Only now does fear fill his body, a thousand snakes slithering beneath his skin. He stumbles, holds his breath, tries to make himself as light as possible, as the collie leads him, track by track, back across the ice to town. He reaches shore, staggers through the drifts, and crosses Lake Street. Heartbeats gallop through his ears. He shivers at the end of the lane and Athena licks his hand and inside the lit windows of Mrs. Boydstun’s house adults stand in the living room, their mouths moving like the mouths of nutcracker dolls.
* * *
Teenagers from church shovel the walk. The butcher gives them ends and bones for free.
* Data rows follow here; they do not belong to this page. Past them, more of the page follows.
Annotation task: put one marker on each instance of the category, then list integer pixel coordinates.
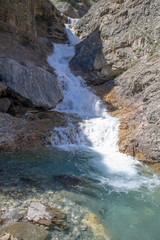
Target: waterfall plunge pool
(128, 206)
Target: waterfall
(96, 130)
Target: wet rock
(96, 226)
(3, 89)
(46, 215)
(5, 104)
(29, 181)
(32, 86)
(1, 221)
(68, 10)
(25, 231)
(68, 180)
(8, 237)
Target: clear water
(127, 214)
(124, 193)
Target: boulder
(8, 237)
(2, 89)
(69, 181)
(25, 231)
(5, 103)
(46, 215)
(68, 10)
(33, 86)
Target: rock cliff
(73, 8)
(121, 49)
(27, 30)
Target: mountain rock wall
(119, 57)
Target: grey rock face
(2, 89)
(121, 41)
(128, 30)
(25, 231)
(33, 85)
(4, 104)
(141, 86)
(68, 10)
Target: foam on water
(97, 130)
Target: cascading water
(97, 130)
(123, 193)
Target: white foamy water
(97, 130)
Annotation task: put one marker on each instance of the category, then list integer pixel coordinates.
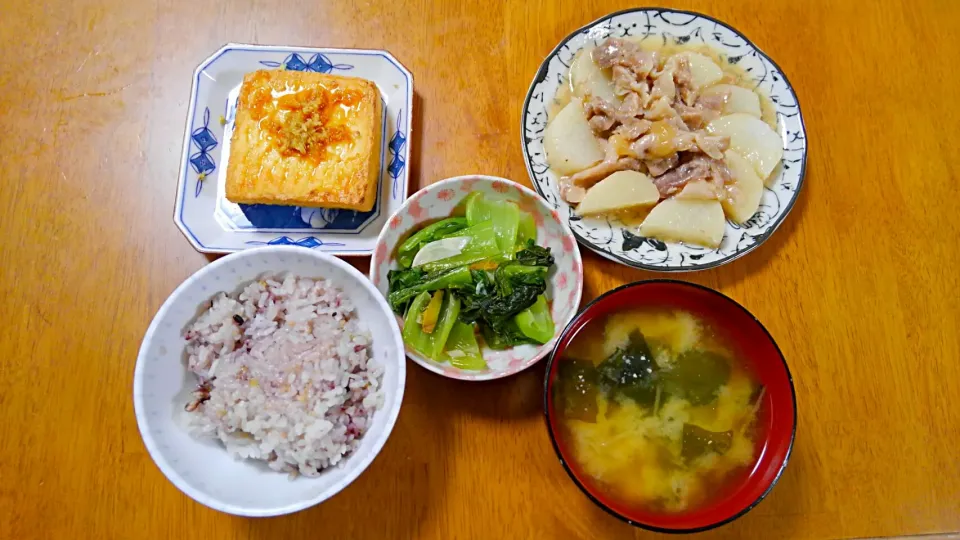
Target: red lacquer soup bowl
(776, 420)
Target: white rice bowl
(319, 428)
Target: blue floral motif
(202, 161)
(319, 63)
(318, 218)
(397, 142)
(307, 241)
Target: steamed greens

The Cunningham sisters move him to the Greek comedies, aiming for lighter fare, a playwright called Aristophanes who, they say, invented some of the best worlds of all. They read The Clouds, then Assemblywomen, then The Birds, about two old guys, sick of earthly corruption, who go to live with the birds in a city in the sky only to find that their troubles follow them there, and Athena drowses in front of the dictionary stand. In the evenings Mrs. Boydstun drinks Old Forester and chain-smokes Camels and they play cribbage, working the pegs around the board. Zeno sits upright with his cards neatly fanned in one hand, thinking, I’m still in this world, but there’s another one, right out there.